Si ce titre vous désarçonne un peu, faites l’effort de continuer à lire car vous allez vite comprendre ce qu’il recouvre.

Présentation

Cela fait longtemps que l’on me pose les mêmes questions sur l’intérêt de la religion, sur la foi, sur la définition du croyant cathare et sur les rapports entre les religions. Cela donne parfois motif à débats enflammés et à ruptures durables.
Mais il est très difficile d’expliquer à des personnes qui n’ont pas eu l’expérience de la foi intime ce que cela recouvre. Je prends souvent l’image de l’adolescent et de l’adulte pour tenter de l’expliquer : le premier croit savoir ce qu’est la vie d’adulte et le second sait qu’il n’en est rien, mais il n’a pas les moyens de le faire comprendre au premier.
De même, dire à quelqu’un qu’il est sympathisant quand il se croit croyant ou qu’il est croyant alors qu’il se pose des questions, est un exercice difficile et peut s’avérer source de conflit.

Aussi vais-je tenter d’expliquer plusieurs concepts à l’aide d’une seule image : celle d’un repas au restaurant.

Choisir sa table

Imaginons deux personnes désirant manger dans un restaurant un peu particulier. En effet, ce restaurant propose, comme ses confrères, de manger à la carte ou au menu. Première particularité: si vous mangez à la carte, ce sera en mélangeant des mets qui figurent sur des menus différents, et si vous choisissez un menu vous ne pourrez refuser ou modifier aucun des mets qui y figurent. La seconde particularité est que si vous mangez selon les règles d’un menu, vous occuperez une place dans la salle et à la table du menu choisi, alors que si vous choisissez la carte, vous devrez vous asseoir à une table où ne se trouvent que des personnes comme vous. Et ce, même si votre choix de mets ne diffère d’un des menus que sur un seul plat.

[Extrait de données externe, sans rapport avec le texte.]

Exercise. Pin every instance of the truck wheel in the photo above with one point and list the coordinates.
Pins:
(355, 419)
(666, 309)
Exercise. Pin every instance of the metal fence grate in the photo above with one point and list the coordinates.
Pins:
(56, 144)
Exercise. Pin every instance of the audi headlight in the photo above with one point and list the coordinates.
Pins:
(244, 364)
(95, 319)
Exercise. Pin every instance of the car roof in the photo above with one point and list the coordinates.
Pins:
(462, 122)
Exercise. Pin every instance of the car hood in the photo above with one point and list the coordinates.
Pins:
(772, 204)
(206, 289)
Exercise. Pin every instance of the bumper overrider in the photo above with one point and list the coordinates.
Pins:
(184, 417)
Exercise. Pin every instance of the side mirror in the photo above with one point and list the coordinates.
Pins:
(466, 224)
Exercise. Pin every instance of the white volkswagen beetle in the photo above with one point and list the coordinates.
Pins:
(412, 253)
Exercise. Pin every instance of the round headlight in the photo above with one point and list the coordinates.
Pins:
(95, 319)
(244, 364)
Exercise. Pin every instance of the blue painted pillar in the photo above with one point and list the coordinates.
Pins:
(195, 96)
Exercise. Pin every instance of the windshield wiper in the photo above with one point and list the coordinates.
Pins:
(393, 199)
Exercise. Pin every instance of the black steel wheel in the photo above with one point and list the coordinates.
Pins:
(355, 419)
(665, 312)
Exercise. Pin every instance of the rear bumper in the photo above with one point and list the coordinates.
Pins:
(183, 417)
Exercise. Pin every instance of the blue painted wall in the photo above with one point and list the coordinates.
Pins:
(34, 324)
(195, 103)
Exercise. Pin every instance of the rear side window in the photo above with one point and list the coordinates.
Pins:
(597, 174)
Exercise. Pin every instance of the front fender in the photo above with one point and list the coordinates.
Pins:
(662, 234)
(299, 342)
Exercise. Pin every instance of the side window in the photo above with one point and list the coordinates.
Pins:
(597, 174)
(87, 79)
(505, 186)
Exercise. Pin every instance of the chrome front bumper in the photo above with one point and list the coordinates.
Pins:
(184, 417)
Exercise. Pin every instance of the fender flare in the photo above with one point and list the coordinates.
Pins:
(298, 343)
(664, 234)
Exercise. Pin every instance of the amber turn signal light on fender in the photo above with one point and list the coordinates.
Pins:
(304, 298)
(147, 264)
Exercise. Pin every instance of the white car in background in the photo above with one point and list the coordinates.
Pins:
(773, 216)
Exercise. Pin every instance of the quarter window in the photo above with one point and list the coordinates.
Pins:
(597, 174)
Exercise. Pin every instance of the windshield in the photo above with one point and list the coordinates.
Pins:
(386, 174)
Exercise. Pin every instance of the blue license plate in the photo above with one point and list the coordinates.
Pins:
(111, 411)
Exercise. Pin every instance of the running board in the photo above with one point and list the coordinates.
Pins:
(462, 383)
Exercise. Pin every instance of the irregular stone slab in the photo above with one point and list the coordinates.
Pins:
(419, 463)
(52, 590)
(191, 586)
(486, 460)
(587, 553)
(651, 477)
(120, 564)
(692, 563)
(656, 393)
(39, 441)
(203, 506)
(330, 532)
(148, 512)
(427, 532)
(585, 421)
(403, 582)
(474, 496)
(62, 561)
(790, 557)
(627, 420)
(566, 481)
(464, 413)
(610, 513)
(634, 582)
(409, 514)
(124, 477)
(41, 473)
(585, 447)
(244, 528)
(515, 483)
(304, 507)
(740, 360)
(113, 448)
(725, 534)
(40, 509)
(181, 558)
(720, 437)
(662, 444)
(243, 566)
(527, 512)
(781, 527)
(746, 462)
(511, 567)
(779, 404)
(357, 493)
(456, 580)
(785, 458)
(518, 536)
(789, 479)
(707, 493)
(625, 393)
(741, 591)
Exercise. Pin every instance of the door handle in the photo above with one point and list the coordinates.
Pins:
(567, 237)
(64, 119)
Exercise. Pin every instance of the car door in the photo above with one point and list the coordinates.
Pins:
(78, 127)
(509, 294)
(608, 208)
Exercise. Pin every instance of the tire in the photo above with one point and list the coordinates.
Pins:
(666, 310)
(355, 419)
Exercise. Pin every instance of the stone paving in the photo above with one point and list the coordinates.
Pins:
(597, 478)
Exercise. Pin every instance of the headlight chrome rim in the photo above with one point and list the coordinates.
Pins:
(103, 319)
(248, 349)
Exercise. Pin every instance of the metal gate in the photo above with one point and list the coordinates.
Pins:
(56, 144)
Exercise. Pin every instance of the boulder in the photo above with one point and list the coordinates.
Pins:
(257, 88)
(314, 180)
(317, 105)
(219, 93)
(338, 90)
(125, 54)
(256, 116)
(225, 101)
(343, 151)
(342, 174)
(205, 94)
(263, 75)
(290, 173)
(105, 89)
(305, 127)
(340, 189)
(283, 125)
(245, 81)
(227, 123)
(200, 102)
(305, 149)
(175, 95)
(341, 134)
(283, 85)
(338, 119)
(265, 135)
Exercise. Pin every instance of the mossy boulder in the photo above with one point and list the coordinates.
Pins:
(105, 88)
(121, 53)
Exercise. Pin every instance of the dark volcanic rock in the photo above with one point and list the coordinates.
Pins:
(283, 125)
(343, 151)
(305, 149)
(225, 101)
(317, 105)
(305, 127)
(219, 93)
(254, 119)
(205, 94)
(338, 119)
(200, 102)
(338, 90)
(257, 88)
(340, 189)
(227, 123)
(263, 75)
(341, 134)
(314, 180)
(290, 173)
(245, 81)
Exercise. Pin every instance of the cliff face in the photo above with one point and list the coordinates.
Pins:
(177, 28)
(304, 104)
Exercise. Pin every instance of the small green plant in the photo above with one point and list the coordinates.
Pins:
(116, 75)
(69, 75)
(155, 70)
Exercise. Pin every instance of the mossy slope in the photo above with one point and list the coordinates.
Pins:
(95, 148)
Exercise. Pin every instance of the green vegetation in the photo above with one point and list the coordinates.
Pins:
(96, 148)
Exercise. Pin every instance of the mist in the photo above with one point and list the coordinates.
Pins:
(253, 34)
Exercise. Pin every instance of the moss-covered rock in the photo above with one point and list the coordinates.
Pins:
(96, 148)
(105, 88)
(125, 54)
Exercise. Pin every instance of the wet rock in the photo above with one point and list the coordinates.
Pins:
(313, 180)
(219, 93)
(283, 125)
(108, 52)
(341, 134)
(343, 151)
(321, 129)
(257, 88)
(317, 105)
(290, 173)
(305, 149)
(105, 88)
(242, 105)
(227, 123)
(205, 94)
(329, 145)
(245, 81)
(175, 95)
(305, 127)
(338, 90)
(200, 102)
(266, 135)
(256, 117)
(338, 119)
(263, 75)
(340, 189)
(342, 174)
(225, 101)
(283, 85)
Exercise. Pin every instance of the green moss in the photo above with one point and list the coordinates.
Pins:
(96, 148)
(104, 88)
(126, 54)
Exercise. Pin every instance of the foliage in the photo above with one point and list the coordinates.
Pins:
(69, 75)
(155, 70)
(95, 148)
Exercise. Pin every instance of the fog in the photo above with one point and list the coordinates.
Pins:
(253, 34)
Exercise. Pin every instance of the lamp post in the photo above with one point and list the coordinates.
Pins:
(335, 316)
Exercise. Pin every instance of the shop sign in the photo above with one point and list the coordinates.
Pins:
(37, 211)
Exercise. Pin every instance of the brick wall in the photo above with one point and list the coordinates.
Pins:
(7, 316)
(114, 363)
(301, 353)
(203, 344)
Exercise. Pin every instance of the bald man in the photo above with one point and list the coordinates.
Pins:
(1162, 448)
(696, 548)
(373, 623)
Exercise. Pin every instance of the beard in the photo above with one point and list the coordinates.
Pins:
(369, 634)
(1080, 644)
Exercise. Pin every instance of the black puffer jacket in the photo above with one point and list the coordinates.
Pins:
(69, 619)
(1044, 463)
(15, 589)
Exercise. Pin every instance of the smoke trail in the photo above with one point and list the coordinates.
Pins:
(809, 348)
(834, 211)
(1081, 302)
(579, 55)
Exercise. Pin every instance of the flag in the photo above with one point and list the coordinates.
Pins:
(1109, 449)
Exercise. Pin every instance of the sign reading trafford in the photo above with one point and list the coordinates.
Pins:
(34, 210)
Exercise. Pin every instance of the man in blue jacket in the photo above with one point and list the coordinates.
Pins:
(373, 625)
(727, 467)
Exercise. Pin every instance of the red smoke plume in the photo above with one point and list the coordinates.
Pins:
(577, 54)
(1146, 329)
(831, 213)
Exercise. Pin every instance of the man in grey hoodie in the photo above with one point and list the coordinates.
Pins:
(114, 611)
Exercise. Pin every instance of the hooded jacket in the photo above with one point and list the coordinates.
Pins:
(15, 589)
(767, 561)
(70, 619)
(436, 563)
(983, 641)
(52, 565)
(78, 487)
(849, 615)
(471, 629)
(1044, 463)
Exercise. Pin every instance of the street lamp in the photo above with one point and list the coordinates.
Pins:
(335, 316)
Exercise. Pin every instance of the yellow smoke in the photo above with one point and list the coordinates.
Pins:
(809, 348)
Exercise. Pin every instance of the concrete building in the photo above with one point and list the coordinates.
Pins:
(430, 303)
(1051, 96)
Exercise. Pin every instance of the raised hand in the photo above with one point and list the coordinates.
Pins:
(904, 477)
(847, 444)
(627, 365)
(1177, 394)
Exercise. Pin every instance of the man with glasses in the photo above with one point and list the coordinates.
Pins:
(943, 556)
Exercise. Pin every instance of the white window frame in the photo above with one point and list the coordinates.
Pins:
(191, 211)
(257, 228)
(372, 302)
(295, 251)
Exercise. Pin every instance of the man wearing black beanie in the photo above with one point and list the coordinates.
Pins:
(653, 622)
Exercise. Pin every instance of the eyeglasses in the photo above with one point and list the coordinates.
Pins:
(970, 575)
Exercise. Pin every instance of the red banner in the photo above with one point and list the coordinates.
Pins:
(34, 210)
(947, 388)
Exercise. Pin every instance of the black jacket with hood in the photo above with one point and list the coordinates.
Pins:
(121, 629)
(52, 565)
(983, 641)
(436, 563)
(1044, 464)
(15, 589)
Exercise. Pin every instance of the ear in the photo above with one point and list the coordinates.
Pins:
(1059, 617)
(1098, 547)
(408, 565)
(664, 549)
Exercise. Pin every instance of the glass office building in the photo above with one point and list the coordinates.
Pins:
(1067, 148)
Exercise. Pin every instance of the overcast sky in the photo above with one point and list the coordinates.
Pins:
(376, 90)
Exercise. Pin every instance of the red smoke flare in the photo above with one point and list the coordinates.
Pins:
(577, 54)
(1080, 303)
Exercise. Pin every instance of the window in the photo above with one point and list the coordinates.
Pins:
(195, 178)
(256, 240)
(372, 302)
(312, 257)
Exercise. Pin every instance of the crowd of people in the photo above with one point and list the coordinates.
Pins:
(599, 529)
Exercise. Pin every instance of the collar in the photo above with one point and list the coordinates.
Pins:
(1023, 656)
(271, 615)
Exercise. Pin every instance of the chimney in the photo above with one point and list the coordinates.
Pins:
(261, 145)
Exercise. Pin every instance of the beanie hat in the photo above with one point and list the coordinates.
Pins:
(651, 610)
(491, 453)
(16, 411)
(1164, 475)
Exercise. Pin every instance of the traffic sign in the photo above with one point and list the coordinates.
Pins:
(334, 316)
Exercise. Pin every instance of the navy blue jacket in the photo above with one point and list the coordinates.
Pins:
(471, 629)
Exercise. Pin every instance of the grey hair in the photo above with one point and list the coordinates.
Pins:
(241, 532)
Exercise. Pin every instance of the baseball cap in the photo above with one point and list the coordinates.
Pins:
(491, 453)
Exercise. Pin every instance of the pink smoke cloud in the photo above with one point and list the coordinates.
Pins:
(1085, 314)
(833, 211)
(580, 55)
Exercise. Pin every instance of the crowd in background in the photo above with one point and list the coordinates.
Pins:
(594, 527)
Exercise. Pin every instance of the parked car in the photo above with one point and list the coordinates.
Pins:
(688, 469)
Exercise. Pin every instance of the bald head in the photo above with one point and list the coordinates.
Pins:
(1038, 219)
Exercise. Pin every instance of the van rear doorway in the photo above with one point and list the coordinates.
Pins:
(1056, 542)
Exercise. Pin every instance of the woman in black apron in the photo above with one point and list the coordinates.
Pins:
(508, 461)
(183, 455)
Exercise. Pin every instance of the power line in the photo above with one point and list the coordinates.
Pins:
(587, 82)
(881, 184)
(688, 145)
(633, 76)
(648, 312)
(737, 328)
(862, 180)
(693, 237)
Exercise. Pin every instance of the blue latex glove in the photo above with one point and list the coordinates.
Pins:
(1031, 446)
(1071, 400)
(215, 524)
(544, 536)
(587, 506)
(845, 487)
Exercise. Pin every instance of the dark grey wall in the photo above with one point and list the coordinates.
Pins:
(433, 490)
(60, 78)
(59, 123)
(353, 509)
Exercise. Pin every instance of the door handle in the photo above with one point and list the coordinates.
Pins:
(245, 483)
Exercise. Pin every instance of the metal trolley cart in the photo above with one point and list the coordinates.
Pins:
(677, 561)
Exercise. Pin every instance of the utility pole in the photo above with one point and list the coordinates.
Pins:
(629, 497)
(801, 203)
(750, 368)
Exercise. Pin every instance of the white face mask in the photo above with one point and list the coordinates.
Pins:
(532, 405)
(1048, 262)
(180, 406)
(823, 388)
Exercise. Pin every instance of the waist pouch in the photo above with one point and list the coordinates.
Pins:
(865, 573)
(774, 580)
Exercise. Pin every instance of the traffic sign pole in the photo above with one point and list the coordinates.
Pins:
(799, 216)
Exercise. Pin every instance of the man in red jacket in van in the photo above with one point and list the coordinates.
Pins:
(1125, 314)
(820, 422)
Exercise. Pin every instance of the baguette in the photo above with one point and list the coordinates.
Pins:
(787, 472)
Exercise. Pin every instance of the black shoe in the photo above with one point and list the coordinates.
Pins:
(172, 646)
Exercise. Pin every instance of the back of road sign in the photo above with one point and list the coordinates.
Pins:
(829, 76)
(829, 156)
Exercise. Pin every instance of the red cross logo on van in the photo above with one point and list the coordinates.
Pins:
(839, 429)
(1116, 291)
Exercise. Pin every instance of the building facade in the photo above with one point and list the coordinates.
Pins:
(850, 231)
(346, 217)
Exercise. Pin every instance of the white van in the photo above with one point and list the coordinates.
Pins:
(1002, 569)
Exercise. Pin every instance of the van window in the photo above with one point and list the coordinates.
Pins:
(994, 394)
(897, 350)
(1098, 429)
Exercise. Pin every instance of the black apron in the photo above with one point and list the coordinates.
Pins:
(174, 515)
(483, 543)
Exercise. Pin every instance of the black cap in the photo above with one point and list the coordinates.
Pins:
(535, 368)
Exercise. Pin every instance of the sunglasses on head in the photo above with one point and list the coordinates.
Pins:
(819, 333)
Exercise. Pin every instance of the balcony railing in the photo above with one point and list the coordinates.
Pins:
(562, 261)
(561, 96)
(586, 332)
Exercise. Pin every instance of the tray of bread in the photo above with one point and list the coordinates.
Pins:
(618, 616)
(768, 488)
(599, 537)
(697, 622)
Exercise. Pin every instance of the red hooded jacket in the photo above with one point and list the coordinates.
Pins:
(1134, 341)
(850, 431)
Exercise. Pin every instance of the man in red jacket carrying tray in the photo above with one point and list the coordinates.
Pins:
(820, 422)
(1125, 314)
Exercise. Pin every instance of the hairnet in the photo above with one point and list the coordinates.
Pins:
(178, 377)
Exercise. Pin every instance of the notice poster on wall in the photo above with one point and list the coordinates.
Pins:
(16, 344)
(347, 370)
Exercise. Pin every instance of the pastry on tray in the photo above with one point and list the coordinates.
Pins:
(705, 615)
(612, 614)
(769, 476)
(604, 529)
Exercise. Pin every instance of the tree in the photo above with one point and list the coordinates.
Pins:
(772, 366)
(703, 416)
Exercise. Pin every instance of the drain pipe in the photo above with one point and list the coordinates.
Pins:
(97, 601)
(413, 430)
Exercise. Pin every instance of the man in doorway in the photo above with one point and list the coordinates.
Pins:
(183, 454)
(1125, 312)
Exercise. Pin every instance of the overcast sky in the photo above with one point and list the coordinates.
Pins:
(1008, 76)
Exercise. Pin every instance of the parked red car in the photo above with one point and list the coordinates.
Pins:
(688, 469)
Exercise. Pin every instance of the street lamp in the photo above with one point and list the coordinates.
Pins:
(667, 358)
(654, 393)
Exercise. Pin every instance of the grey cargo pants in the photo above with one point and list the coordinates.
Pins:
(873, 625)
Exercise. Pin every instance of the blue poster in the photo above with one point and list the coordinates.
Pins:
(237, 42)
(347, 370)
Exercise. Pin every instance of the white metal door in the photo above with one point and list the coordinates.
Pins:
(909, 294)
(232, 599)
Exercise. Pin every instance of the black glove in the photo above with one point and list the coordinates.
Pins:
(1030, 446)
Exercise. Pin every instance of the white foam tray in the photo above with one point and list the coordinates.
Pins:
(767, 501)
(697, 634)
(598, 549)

L’avantage de la carte, que beaucoup se voient déjà choisir, est que l’on peut manger ce que l’on veut et rejeter ce que l’on ne veut pas. De ce choix peut découler un repas nourrissant et équilibré ou, au contraire, un repas mauvais pour votre santé, c’est-à-dire pour le salut de votre intestin. L’inconvénient est que vous ne pourrez pas vous intégrer à ceux qui auront choisi un menu, même si cela correspond à vos aspirations.

L’avantage du menu est que vous êtes assuré, si vous le suivez scrupuleusement, qu’il vous apportera une alimentation saine et équilibrée tout à fait utile au salut de votre santé. En outre, vous serez à table avec des personnes qui partagent toutes vos aspirations et vos convictions. Vous serez entouré de convives qui, bien qu’installés à d’autres tables car leur menu diffère plus ou moins du vôtre, pourront partager avec vous sur certains points et débattre éventuellement sur des sujets où vous différez, comme le choix de certains plats, la disposition des couverts, la façon de se tenir à table, etc.

Choisir la carte ou le menu ?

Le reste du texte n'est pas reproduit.